Em Depressões, vemos como uma sociedade repressora mata não apenas de forma direta, mas também lentamente, ao empobrecer a vida, ao desprezar a alegria. Ficamos diante de uma menina alegre, com a curiosidade tão marcante da infância, que vai sofrendo todas as violências físicas e mentais e que vai caindo em um sono profundo, como aquele narrado no final do conto que dá nome ao livro, um sono alienador, conformado.

O terror do sono profundo

Eu me transportei para aqueles campos, onde não há qualquer apreço pela beleza, pela existência da vida, onde a natureza é cinza… Dizem que quem tem depressão vê tons de cinza com mais frequência, então talvez eu tenha sido influenciada pelas minhas próprias questões. Mas foi inevitável não me sentir sem vida ao longo dos contos, sendo despedaçada a cada página, caindo em um buraco, um caixão, uma cova, uma latrina, em uma depressão qualquer.

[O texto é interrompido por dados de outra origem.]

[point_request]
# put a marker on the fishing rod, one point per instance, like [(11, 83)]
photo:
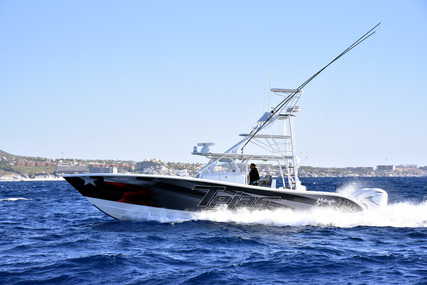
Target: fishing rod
[(288, 98)]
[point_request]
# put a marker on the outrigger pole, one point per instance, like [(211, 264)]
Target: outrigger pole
[(279, 106)]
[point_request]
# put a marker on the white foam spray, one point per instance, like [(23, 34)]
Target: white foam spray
[(395, 215)]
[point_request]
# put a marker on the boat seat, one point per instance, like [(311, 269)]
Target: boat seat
[(266, 181)]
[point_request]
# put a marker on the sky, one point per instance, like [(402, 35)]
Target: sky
[(130, 80)]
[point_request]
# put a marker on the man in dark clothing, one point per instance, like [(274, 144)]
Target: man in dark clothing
[(253, 175)]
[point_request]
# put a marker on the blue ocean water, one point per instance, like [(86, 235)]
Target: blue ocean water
[(50, 234)]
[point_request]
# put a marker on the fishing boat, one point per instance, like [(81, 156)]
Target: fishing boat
[(223, 183)]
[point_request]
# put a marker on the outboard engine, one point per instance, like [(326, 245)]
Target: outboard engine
[(372, 198)]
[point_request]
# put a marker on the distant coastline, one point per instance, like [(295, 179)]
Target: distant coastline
[(21, 168)]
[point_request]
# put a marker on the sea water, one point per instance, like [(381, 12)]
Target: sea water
[(50, 234)]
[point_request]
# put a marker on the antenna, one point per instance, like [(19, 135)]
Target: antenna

“Olhamos para dentro da névoa quente, que é pesada e pressiona a tampa da nossa cabeça para dentro. Olhamos para longe de nossa solidão, de nós mesmos, e não suportamos os outros e nem a nós mesmos, e os outros do nosso lado também não nos suportam.” (p. 76).

Me vi aterrorizada de tal forma que nenhum livro do gênero de terror me deixou. Eu queria acabar logo com tanto sufocamento,  queria sair desse buraco, ficar longe dessa existência perversa, na qual não há espaço para o belo, para o espontâneo, para o livre.

Porém, Müller te prende e te força a ir até o fim. E te força a pensar. Por isso, foi impossível não refletir sobre a nossa sociedade atual. Muito se utiliza este livro para denunciar os horrores do comunismo, mas fiquei me perguntando se o mundo corporativo, dominado por um capitalismo cada vez mais selvagem, não nos coloca também neste sono profundo, num mundo acrítico, infantilizado, desinteressado pela política.

Além disso, Depressões já foi criticado como “tedioso”. Mas não vivemos em um mundo assim? Um mundo no qual a violência dá emoção e vazão a uma existência vazia, seja sob regimes ditatoriais, seja sob sociedades ditas democráticas que são comandadas, na verdade, por grandes corporações.

Será que não estamos todos dormindo e vivendo em um pesadelo? Se sim, quando vamos acordar?